AI Summary of Peer-Reviewed Research

This page presents an AI-generated summary of a published research paper. The original authors did not write or review this article. [See full disclosure ↓]

Publishing process signals: STRONG — reflects the venue and review process. — venue and review process.

De-identified student activity dataset released for learning analytics

A modern computer workspace featuring a large external monitor displaying multiple data visualization dashboards with charts and graphs, a laptop, wireless keyboard, and papers on a white desk in a professional office setting.
Research area:Data scienceLearning analyticsOpen data

What the study found

The authors present a public, de-identified clickstream dataset from two first-year bachelor courses at KU Leuven collected over three academic years. They also provide transparent documentation of how the data were de-identified and report privacy and utility validation results.

Why the authors say this matters

The study suggests that open and transparent datasets can support the development and evaluation of learning analytics, while addressing concerns about the sensitive and personal nature of learning data. The authors also say such availability can support transfer of findings across domains and collaboration on joint educational initiatives.

What the researchers tested

The researchers assembled a detailed clickstream dataset from learner interactions with digital study materials and learning tools in two first-year bachelor courses across three academic years. They accompanied the public dataset with documentation of the de-identification process and evaluated privacy and utility.
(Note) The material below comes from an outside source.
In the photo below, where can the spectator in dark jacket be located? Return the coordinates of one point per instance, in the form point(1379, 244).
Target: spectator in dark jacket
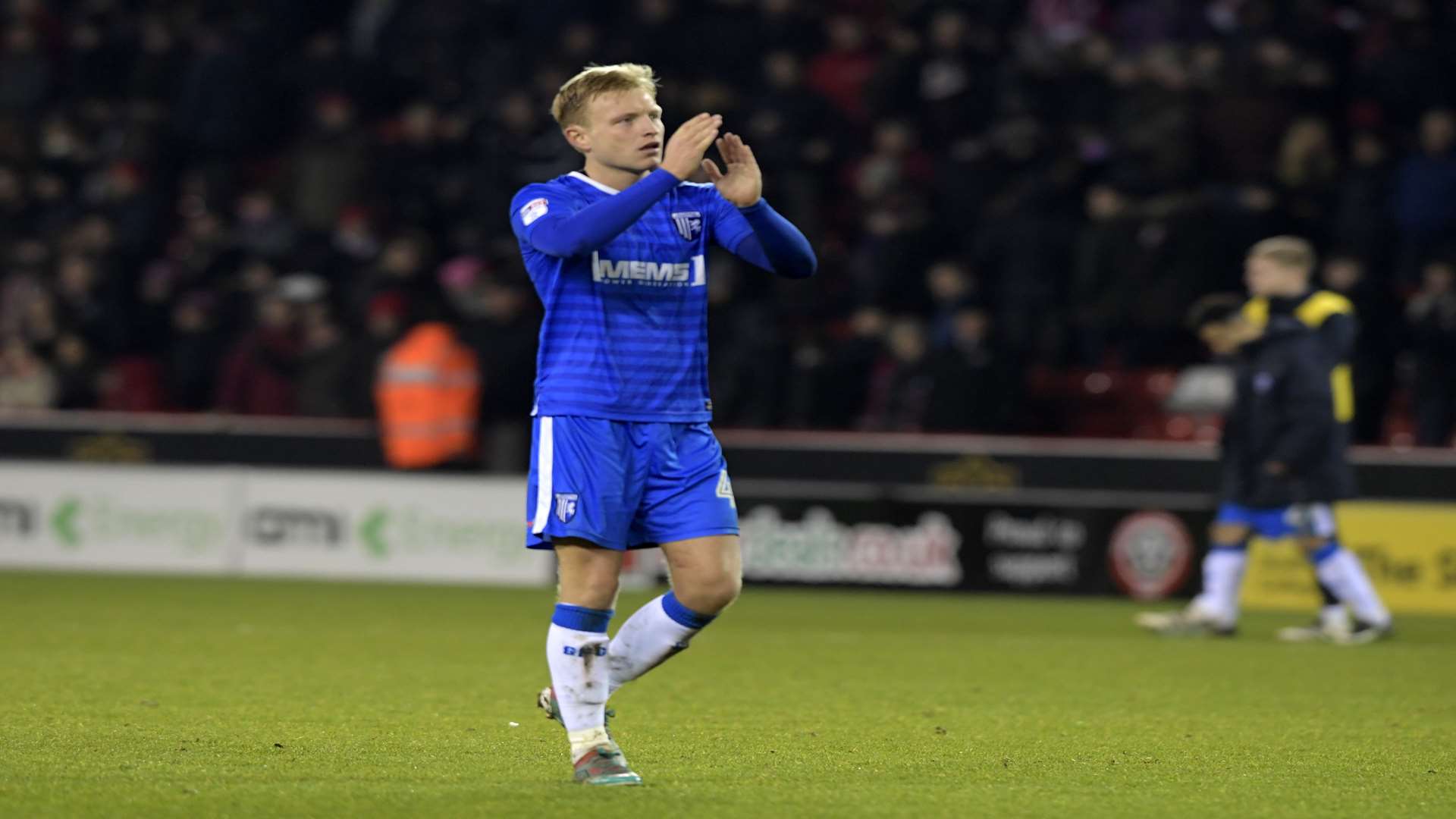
point(1426, 194)
point(1432, 315)
point(258, 373)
What worked and what didn't

The abstract states that the dataset is public and that the authors report privacy and utility validation results. It does not specify in the abstract which validation outcomes were successful or which, if any, were problematic.

What to keep in mind

The abstract does not describe the detailed validation results, so the specific privacy and utility findings are not available here. It also does not state broader limitations beyond the general ethical and privacy concerns associated with learning data.

Key points

  • A public, de-identified clickstream dataset was released for learning analytics.
  • The dataset comes from two first-year bachelor courses at KU Leuven and spans three academic years.
  • The authors provide documentation of the de-identification process.
  • Privacy and utility validation results are reported, but the abstract does not describe them in detail.
  • The authors say open datasets can support learning analytics development, evaluation, and collaboration.

Disclosure

Research title:
De-identified student activity dataset released for learning analytics
Authors:
Elena Tiukhova, Dimitri Van Landuyt, Bart Baesens, Monique Snoeck
Institutions:
KU Leuven, University of Southampton
Publication date:
2026-02-27
OpenAlex record:
View
AI provenance: This post was generated by OpenAI. The original authors did not write or review this post.